– Надеюсь, ты хорошо проведешь день, отец, – громко сказал Дзиро от двери. – Если сумею, постараюсь вернуться пораньше.
– Чепуха, не стоит волноваться. Твоя работа важнее.
Немного позже Огата-сан вышел из своей комнаты в пиджаке, с галстуком.
– Вы куда-то собрались, отец? – спросила я.
– Подумал, что неплохо бы нанести визит доктору Эндо.
– Доктору Эндо?
– Да, надо бы его навестить – взглянуть, как он там.
– Но вы же не уйдете до обеда?
– Лучше бы поторопиться. – Он посмотрел на часы. – Эндо теперь живет за городской чертой. Мне нужно будет сесть на поезд.
– Что ж, возьмите еду с собой. Я мигом ее упакую.
– Спасибо, Эцуко. Минуту-другую я подожду. По правде говоря, я и надеялся, что ты мне это предложишь.
– Вам стоило только сказать. – Я поднялась с места. – Намеки, отец, не всегда действуют.
– Но я знал, что ты догадаешься с полуслова, Эцуко. Я на тебя полагаюсь.
Я шагнула вниз на кухню, надела сандалии и ступила на кафельный пол. Скоро перегородка раздвинулась, и в проеме появился Огата-сан. Усевшись на пороге, он стал наблюдать за моими хлопотами.
– Что это ты мне готовишь?
– Ничего особенного. Вчерашние остатки. Лучшего и не заслуживаете, раз сообщили в последний момент.
– И все-таки ты ухитришься соорудить такое, что пальчики оближешь, не сомневаюсь. Что это ты делаешь с яйцом? Уж это наверняка не вчерашний остаток?
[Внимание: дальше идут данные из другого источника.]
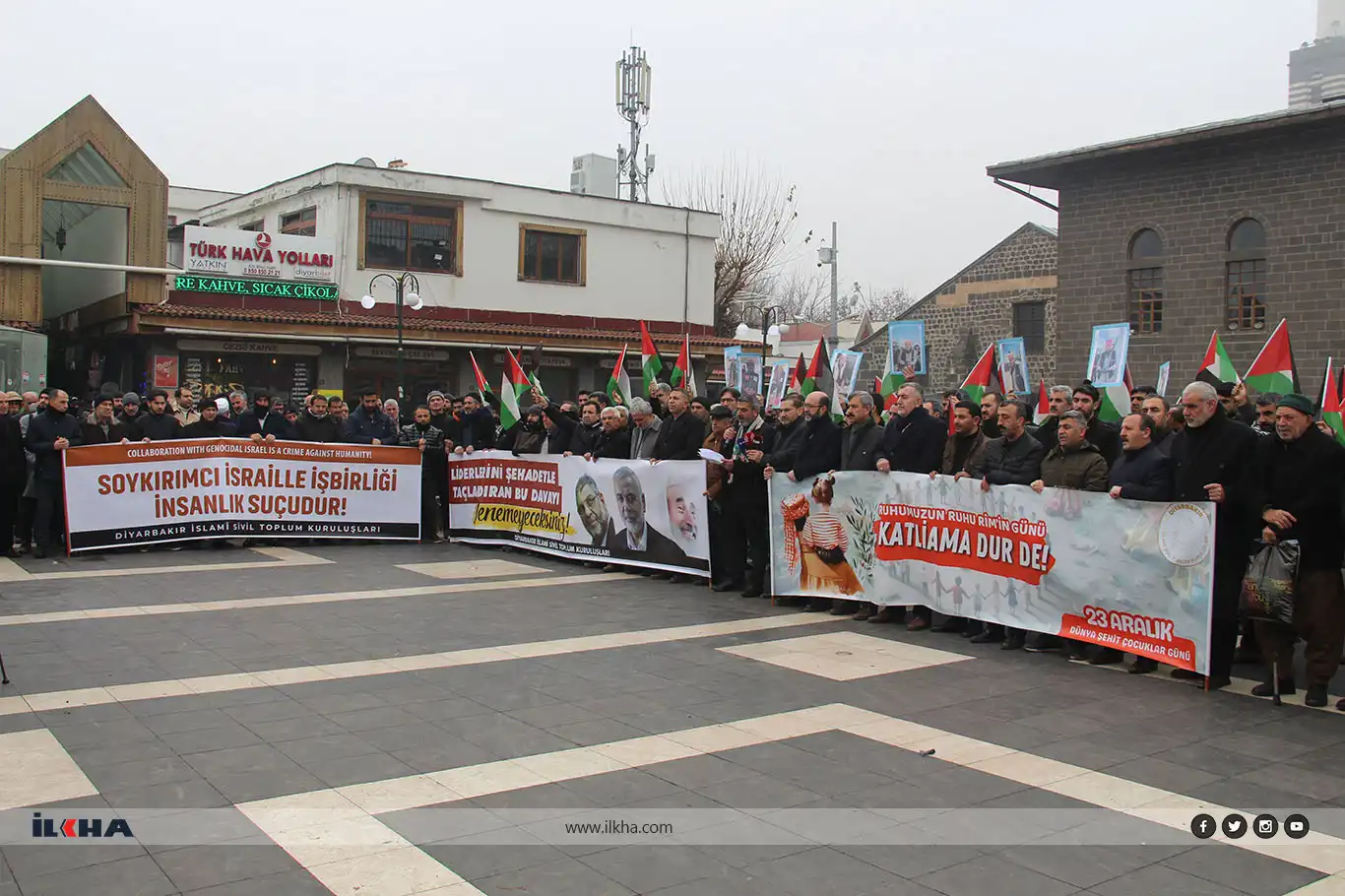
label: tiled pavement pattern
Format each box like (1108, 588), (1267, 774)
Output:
(0, 544), (1345, 896)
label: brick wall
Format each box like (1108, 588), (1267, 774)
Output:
(1057, 117), (1345, 396)
(857, 224), (1057, 390)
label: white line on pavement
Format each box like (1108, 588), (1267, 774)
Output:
(0, 547), (337, 583)
(0, 610), (841, 716)
(236, 704), (1345, 896)
(0, 566), (627, 625)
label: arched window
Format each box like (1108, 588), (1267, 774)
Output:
(1125, 227), (1164, 334)
(1224, 218), (1265, 331)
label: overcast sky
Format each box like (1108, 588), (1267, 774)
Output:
(0, 0), (1315, 294)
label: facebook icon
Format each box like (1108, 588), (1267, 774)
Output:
(1190, 814), (1219, 840)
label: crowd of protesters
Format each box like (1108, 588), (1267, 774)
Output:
(0, 368), (1345, 709)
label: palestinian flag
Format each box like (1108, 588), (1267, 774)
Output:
(786, 352), (808, 392)
(672, 334), (695, 397)
(640, 320), (663, 394)
(873, 370), (907, 411)
(1245, 319), (1300, 396)
(962, 343), (1000, 405)
(799, 337), (835, 395)
(527, 370), (546, 398)
(500, 349), (532, 429)
(1098, 364), (1135, 422)
(1195, 330), (1242, 388)
(467, 352), (491, 396)
(1032, 379), (1051, 426)
(607, 346), (631, 407)
(1322, 357), (1345, 445)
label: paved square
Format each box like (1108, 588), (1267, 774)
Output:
(0, 544), (1345, 896)
(720, 631), (971, 680)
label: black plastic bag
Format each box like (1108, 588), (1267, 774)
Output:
(1238, 541), (1298, 625)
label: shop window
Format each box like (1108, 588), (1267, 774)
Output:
(1224, 218), (1267, 331)
(1013, 301), (1047, 353)
(280, 206), (317, 236)
(518, 224), (588, 287)
(364, 199), (462, 275)
(1125, 227), (1164, 335)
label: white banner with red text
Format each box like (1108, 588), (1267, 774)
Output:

– Хочу добавить омлет. Вам повезло, отец, я сегодня добрая.
– Омлет. Ты должна меня научить, как его готовят. Это трудно?
– Трудней некуда. Где уж вам учиться на вашем этапе!
– Но я все на лету схватываю. И что, по-твоему, значит – "на вашем этапе"? Я еще не настолько стар – и могу многому научиться.
– Вы всерьез собираетесь стать поваром, отец?
– Ничего смешного в этом нет. Я давно высоко ставлю кулинарию. Это настоящее искусство, я в этом убежден – столь же благородное, как живопись или поэзия. Его недостаточно ценят просто потому, что результат исчезает слишком быстро.
– Не бросайте живопись, отец. Ваши успехи в ней куда больше.
– Живопись. – Огата-сан вздохнул. – Прежнего удовлетворения она мне не приносит. Нет, думаю, мне следует научиться готовить омлеты, как готовишь их ты, Эцуко. Ты должна мне показать до того, как я вернусь в Фукуоку.
– Вы не будете считать это таким уж искусством, когда это освоите. Женщинам, пожалуй, лучше держать такие вещи в секрете.
Огата-сан рассмеялся, словно сам над собой, и продолжал за мной наблюдать.
– Кого ты ждешь, Эцуко? – спросил он, помолчав. – Мальчика или девочку?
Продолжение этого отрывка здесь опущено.